Liberation photo

Liberation photo

A crowd of 50 people and their pets rallied outside the VCA San Francisco Veterinary Specialists on Sept 27 in support of their newly formed union affiliated with the ILWU. The union vote marked the first time a group of veterinary workers in the country formed an ILWU-affiliated union. Union members and community supporters formed a picket line outside the animal hospital, demanding accountability and better work conditions.

VCA is owned by Mars Corporation, a global manufacturer of candy, gum, pet food and owner of animal hospitals as of Sept 2017, when it acquired the 780 VCA facilities across the country for $8 billion. With annual revenues upwards of $33 billion, Mars is the sixth-largest private company in the country. The corporation is wholly owned by the Mars family, America’s third-richest dynasty with a combined wealth of $60 billion that dates back to the 1800s.

Workers at VCA are fighting back against unfair work practices and poor working conditions. Union members spoke about how they are frequently short staffed and not able to get by on the wages they make.

‘We are fighting not just for ourselves but for the entire veterinary industry’

Raven has worked at the company for 16 years, and witnessed the deterioration of work conditions over time, especially after VCA’s purchase by a massive corporation. “We felt the union was the only way to address the issues of poor working conditions, a lack of training resources for new hires, and the need to retain experienced staff.” In the past month, 17 workers have left VCA on account of not being able to afford to live in the Bay Area and the unsafe working conditions. “They have allowed staff to dwindle to 25 percent capacity,” she explained. “We want better wages, and an end to mandatory overtime caused by the short staffing.”

Karen, who has worked at VCA-SFVS for 11 years, said that they want accountability from Mars Corporation. “We value the relationship between pets and the people who care about them,” and Mars by under-staffing workers at the hospital is not allowing VCA to deliver quality care.
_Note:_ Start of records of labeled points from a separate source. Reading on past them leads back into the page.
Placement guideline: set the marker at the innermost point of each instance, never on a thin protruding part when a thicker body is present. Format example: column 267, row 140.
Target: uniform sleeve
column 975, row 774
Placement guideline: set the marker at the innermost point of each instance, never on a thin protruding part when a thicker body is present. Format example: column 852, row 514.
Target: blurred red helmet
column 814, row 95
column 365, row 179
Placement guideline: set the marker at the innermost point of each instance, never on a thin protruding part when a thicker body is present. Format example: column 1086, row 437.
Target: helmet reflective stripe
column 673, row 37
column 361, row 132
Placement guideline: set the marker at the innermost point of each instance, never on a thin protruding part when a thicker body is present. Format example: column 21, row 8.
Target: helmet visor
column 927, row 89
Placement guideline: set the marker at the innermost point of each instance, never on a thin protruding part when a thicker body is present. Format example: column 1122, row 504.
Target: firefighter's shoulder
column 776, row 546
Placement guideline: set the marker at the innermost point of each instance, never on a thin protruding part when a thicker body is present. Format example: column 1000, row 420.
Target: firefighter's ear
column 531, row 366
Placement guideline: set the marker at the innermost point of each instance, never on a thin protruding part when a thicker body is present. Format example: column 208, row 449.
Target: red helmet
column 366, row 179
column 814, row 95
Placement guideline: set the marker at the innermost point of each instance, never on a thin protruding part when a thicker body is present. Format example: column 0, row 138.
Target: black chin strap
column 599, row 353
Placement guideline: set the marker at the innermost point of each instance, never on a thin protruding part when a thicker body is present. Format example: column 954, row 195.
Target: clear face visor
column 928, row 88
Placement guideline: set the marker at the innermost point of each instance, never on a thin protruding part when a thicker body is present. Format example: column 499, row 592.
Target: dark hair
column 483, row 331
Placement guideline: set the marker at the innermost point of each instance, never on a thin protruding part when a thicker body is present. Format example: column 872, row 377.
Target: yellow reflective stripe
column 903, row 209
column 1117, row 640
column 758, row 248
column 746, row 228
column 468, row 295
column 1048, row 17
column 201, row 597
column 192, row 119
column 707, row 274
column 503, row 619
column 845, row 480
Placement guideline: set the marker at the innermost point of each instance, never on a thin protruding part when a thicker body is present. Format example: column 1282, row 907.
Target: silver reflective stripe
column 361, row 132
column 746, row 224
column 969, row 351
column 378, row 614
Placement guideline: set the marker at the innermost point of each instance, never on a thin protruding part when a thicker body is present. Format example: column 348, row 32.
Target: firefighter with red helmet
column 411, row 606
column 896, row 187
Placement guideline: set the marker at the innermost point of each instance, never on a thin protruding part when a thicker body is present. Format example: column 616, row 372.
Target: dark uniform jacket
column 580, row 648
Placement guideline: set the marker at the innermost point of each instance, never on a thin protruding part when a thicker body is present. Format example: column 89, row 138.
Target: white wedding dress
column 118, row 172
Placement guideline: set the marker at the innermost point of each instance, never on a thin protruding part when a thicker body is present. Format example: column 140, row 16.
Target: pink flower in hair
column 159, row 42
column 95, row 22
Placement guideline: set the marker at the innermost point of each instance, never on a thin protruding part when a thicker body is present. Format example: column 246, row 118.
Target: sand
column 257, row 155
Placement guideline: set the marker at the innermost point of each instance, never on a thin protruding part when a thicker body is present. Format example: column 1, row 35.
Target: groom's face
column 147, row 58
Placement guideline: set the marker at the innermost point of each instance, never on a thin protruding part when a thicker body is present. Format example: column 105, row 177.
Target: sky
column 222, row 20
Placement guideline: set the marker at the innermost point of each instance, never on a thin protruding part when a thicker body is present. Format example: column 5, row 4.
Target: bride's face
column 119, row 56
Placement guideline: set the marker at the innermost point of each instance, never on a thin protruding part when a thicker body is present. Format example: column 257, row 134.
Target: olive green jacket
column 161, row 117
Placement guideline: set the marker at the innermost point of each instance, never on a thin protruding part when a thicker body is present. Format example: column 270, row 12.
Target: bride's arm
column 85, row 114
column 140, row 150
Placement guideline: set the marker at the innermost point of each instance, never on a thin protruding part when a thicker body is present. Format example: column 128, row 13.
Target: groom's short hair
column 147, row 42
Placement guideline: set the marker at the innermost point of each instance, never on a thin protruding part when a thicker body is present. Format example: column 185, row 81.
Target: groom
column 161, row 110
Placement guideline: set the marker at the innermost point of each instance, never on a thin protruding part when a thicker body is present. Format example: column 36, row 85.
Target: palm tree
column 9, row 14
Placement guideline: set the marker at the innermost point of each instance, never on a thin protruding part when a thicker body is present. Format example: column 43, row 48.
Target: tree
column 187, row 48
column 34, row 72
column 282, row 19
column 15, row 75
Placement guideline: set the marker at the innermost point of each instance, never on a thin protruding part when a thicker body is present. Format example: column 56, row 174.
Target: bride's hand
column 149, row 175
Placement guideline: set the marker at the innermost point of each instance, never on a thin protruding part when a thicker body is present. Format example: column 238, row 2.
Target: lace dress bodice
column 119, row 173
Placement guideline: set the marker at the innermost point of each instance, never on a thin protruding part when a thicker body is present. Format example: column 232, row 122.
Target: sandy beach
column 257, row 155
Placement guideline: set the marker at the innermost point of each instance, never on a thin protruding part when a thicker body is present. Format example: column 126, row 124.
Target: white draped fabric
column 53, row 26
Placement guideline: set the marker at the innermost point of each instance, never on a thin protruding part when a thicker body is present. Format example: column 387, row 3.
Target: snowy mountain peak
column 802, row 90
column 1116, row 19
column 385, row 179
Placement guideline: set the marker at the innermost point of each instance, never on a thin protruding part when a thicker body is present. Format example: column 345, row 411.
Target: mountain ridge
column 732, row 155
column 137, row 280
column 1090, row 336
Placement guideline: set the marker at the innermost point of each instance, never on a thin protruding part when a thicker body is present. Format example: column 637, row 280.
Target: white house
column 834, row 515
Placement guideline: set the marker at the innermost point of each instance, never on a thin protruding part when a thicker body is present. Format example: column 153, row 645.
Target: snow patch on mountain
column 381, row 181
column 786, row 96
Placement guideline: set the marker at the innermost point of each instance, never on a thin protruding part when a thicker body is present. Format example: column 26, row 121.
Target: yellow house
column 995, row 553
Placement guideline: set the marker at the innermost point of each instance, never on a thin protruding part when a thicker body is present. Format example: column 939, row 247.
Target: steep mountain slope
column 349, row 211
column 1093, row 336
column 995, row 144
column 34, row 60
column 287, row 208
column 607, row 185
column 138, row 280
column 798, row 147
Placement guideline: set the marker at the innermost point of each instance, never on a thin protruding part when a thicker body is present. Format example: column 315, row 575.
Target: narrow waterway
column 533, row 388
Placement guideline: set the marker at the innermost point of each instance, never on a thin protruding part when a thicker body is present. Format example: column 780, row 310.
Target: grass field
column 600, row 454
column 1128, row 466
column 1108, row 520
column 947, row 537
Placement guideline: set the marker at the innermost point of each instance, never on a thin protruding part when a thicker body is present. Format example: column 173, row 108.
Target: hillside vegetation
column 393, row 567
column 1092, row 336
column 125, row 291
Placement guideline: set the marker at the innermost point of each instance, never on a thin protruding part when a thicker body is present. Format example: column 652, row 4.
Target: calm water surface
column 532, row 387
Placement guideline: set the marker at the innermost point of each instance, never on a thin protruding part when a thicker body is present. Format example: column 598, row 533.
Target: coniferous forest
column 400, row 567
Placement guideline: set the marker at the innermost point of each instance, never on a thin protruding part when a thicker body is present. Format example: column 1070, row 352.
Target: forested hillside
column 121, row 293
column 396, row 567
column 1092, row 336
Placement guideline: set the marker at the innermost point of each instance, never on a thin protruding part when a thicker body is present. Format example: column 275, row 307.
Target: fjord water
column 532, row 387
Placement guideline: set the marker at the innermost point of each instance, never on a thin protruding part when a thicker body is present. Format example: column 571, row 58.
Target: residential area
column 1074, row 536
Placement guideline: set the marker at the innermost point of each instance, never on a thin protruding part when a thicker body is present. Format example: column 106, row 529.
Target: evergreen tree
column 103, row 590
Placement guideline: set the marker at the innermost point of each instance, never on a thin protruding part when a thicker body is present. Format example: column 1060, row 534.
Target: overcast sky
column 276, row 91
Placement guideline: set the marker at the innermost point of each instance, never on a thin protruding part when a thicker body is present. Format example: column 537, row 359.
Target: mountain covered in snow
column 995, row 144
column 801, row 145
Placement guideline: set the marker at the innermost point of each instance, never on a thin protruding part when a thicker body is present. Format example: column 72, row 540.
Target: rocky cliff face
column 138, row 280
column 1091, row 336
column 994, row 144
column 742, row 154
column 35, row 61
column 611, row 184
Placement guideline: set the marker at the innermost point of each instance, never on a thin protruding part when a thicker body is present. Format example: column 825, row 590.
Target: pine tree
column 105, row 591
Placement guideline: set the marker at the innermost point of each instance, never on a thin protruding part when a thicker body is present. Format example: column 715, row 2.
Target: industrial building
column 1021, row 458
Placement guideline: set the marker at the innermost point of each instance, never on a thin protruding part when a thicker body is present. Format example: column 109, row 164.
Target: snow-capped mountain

The struggle is not just in San Francisco, Karen noted, as “we are fighting not just for ourselves but for the entire veterinary industry.”

Negotiations for a better contract began in May, but the company has attempted to fear-monger among its workers and isolate union members. They even set up an email hotline for workers to target workplace conditions, all in an effort to undermine the union. “Where was this email hotline before we had a union?” asked Raven.

“VCA claims they’re bargaining in good faith, but we have only had three negotiations in the last four months, and we still have no contract,” she said. The contracts that they have put forth have been identical – and in some cases worse – than the existing one.

SF Supervisor Hilary Ronen also attended the rally, and spoke in support of the ILWU-affiliated union and their struggle for better wages.

Workers and supporters chanted their demands: “What do we want? Quality care! Respect!”

Raven rallied the crowd and called to mind a quote from Thomas Edison: “Our greatest weakness lies in giving up. The most certain way to succeed is always to try just one more time.”